Selbstfürsorge ist ebenso komplex wie die Organisationsentwicklung für die Prävention psychischer Gesundheit an Bildungseinrichtungen.
“achtsam lernen” bietet eine Übersicht zur (seelischen) Gesundheit, mit ihren medial dauerpräsenten Facetten, wie den verbreiteten Rückenschmerzen, Essstörungen, Depressivität etc.

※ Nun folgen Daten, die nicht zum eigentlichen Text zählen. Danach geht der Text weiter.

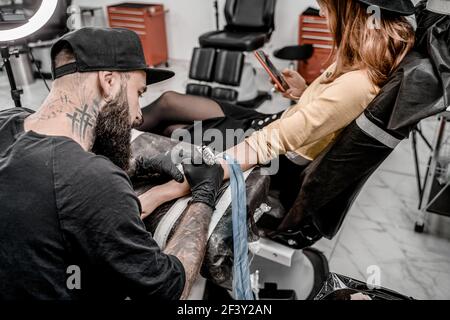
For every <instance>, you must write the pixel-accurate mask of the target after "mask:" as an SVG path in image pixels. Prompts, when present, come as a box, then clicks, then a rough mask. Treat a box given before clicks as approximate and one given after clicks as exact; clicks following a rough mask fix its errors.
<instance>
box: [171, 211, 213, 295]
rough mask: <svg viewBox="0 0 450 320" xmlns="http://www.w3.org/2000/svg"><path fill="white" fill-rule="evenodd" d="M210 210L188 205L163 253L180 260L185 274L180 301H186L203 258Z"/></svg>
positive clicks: (207, 239)
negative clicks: (177, 258) (181, 300)
mask: <svg viewBox="0 0 450 320" xmlns="http://www.w3.org/2000/svg"><path fill="white" fill-rule="evenodd" d="M211 215H212V208H211V207H209V206H207V205H206V204H203V203H194V204H192V205H190V206H189V207H188V208H187V209H186V212H185V213H184V216H183V219H182V220H181V222H180V224H179V226H178V228H177V230H176V231H175V234H174V235H173V237H172V239H170V241H169V243H168V245H167V247H166V248H165V250H164V252H165V253H166V254H170V255H174V256H176V257H177V258H178V259H180V261H181V263H182V264H183V266H184V270H185V273H186V283H185V286H184V291H183V294H182V296H181V299H187V298H188V296H189V293H190V291H191V288H192V285H193V284H194V282H195V280H196V279H197V276H198V274H199V272H200V267H201V265H202V262H203V258H204V256H205V251H206V244H207V241H208V239H207V237H208V227H209V223H210V221H211Z"/></svg>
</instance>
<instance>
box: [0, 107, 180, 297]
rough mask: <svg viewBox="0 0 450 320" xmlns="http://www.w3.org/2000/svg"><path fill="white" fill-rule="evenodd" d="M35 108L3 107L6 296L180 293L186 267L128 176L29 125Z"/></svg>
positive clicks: (0, 152)
mask: <svg viewBox="0 0 450 320" xmlns="http://www.w3.org/2000/svg"><path fill="white" fill-rule="evenodd" d="M31 112H32V111H30V110H26V109H21V108H15V109H10V110H5V111H0V300H15V299H50V300H54V299H96V300H98V299H110V298H118V299H122V298H126V297H130V298H132V299H143V298H156V299H178V298H179V297H180V296H181V293H182V291H183V288H184V283H185V274H184V269H183V266H182V264H181V262H180V261H179V260H178V259H177V258H176V257H174V256H169V255H165V254H163V253H162V252H161V250H160V249H159V248H158V246H157V244H156V243H155V241H154V240H153V238H152V236H151V234H150V233H149V232H147V231H146V230H145V226H144V224H143V222H142V221H141V219H140V203H139V200H138V198H137V197H136V194H135V193H134V191H133V188H132V185H131V182H130V180H129V178H128V176H127V175H126V174H125V173H124V172H123V171H122V170H120V169H119V168H118V167H116V166H115V165H114V164H113V163H112V162H111V161H109V160H108V159H107V158H105V157H101V156H97V155H95V154H93V153H90V152H86V151H84V150H83V149H82V148H81V146H80V145H79V144H77V143H76V142H75V141H73V140H72V139H69V138H66V137H54V136H44V135H40V134H37V133H35V132H32V131H29V132H24V129H23V121H24V119H25V118H26V117H27V116H29V115H30V113H31ZM79 280H80V281H79ZM78 284H81V288H80V289H78Z"/></svg>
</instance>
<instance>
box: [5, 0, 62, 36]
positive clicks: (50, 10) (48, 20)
mask: <svg viewBox="0 0 450 320" xmlns="http://www.w3.org/2000/svg"><path fill="white" fill-rule="evenodd" d="M57 5H58V0H43V1H42V4H41V6H40V7H39V10H38V11H37V12H36V13H35V14H34V16H33V17H31V19H30V20H29V21H28V22H27V23H26V24H24V25H22V26H20V27H16V28H13V29H9V30H0V41H14V40H18V39H21V38H25V37H26V36H29V35H31V34H33V33H35V32H36V31H38V30H39V29H41V28H42V27H43V26H44V25H45V24H46V23H47V22H48V21H49V20H50V18H51V17H52V15H53V13H54V12H55V10H56V6H57Z"/></svg>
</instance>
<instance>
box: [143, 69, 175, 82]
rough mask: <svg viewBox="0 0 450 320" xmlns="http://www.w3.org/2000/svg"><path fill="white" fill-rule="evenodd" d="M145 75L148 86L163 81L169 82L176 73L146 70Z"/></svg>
mask: <svg viewBox="0 0 450 320" xmlns="http://www.w3.org/2000/svg"><path fill="white" fill-rule="evenodd" d="M145 73H147V85H148V86H149V85H151V84H155V83H158V82H161V81H165V80H168V79H170V78H172V77H173V76H174V75H175V73H174V72H172V71H169V70H163V69H153V68H147V69H145Z"/></svg>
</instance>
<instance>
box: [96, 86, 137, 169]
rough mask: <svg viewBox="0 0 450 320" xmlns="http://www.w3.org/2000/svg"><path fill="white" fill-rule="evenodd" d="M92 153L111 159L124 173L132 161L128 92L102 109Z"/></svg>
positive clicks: (111, 102) (129, 114) (113, 162)
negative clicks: (127, 94)
mask: <svg viewBox="0 0 450 320" xmlns="http://www.w3.org/2000/svg"><path fill="white" fill-rule="evenodd" d="M92 152H94V153H95V154H98V155H102V156H105V157H107V158H108V159H110V160H111V161H112V162H113V163H114V164H115V165H116V166H118V167H119V168H121V169H122V170H124V171H127V170H128V169H129V165H130V159H131V125H130V112H129V106H128V100H127V95H126V90H124V89H122V90H121V92H120V93H119V94H118V96H117V98H116V99H114V100H113V101H111V102H110V103H108V104H107V105H106V106H104V107H103V108H102V111H100V112H99V114H98V117H97V122H96V125H95V141H94V145H93V147H92Z"/></svg>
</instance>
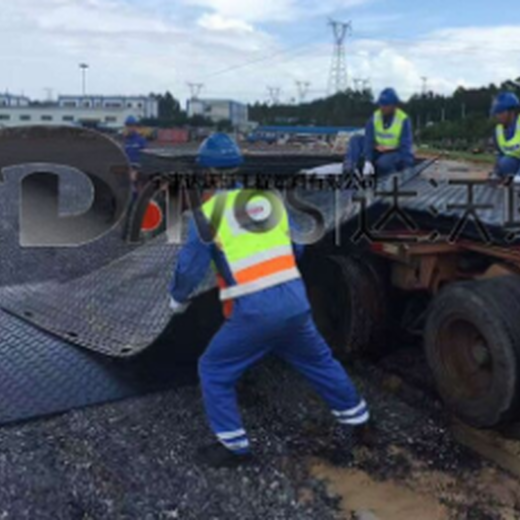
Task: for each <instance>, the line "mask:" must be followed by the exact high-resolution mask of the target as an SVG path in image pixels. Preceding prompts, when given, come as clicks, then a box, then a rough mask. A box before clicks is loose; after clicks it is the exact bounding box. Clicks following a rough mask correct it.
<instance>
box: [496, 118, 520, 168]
mask: <svg viewBox="0 0 520 520" xmlns="http://www.w3.org/2000/svg"><path fill="white" fill-rule="evenodd" d="M496 139H497V144H498V148H499V149H500V151H501V152H502V153H503V154H504V155H507V156H509V157H514V158H516V159H520V116H518V119H517V122H516V131H515V134H514V135H513V137H512V138H511V139H509V140H507V139H506V129H505V128H504V126H503V125H498V126H497V128H496Z"/></svg>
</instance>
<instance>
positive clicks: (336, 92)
mask: <svg viewBox="0 0 520 520" xmlns="http://www.w3.org/2000/svg"><path fill="white" fill-rule="evenodd" d="M329 26H330V27H331V28H332V35H333V37H334V50H333V53H332V65H331V68H330V76H329V92H330V93H331V94H335V93H337V92H342V91H344V90H346V89H347V87H348V72H347V58H346V52H345V40H346V39H347V36H350V35H351V34H352V23H351V22H347V23H345V22H338V21H337V20H329Z"/></svg>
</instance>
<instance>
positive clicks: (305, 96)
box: [296, 81, 311, 105]
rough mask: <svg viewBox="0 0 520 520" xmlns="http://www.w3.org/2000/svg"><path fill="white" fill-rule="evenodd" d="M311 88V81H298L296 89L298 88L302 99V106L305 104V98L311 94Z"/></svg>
mask: <svg viewBox="0 0 520 520" xmlns="http://www.w3.org/2000/svg"><path fill="white" fill-rule="evenodd" d="M310 86H311V83H310V81H297V82H296V87H297V88H298V97H299V99H300V105H301V104H302V103H304V102H305V98H306V97H307V94H308V93H309V87H310Z"/></svg>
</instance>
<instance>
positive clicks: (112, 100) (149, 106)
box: [0, 94, 159, 130]
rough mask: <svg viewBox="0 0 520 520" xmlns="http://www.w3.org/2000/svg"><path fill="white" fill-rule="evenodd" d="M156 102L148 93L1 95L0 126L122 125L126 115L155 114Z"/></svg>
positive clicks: (138, 117)
mask: <svg viewBox="0 0 520 520" xmlns="http://www.w3.org/2000/svg"><path fill="white" fill-rule="evenodd" d="M158 115H159V104H158V102H157V100H156V99H155V98H153V97H150V96H60V97H59V98H58V100H57V101H53V102H31V101H30V100H29V99H28V98H25V97H16V96H11V95H9V94H5V95H0V126H4V127H12V126H27V125H88V126H99V127H106V128H111V129H114V130H117V129H120V128H122V127H123V126H124V124H125V120H126V118H127V117H128V116H134V117H136V118H137V119H143V118H156V117H158Z"/></svg>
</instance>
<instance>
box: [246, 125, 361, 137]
mask: <svg viewBox="0 0 520 520" xmlns="http://www.w3.org/2000/svg"><path fill="white" fill-rule="evenodd" d="M358 130H361V129H360V128H357V127H354V126H259V127H258V128H257V129H256V130H255V131H254V133H255V134H259V133H265V134H268V133H271V134H308V135H335V134H338V133H340V132H356V131H358Z"/></svg>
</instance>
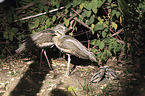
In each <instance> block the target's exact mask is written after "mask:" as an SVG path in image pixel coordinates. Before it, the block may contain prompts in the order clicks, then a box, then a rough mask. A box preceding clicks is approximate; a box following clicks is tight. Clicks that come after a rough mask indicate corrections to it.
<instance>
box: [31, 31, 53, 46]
mask: <svg viewBox="0 0 145 96" xmlns="http://www.w3.org/2000/svg"><path fill="white" fill-rule="evenodd" d="M52 31H53V30H47V31H43V32H36V33H34V34H32V36H31V39H32V41H33V42H34V43H35V44H36V46H38V47H48V46H51V45H53V44H54V43H53V40H52V34H51V32H52Z"/></svg>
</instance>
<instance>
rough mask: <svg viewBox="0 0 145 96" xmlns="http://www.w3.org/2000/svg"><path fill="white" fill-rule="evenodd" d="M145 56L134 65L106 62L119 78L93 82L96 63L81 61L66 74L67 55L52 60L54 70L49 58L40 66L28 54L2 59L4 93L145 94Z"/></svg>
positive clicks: (2, 85)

Trotz der enormen gesellschaftlichen Bedeutung wird um Bildung zwar permanent gerungen. Das System ist jedoch viel zu starr, um sich den notwendigen Änderungen zeitgemäß zu öffnen und von den vielen guten Schulen, Kindergärten, Ausbildungsbetrieben und Hochschulen zu lernen.

Auch die psychische Gesundheit könnte viel effektiver gestärkt werden. Man konzentriert sich aktuell weniger auf Ressourcen, sondern mehr auf Schwierigkeiten wie Burnout, volkswirtschaftliche Folgen von Ausfallszeiten, Suizide und Früherkennung von Krankheitssymptomen, um einen zügigen Behandlungsbeginn nicht zu verschleppen.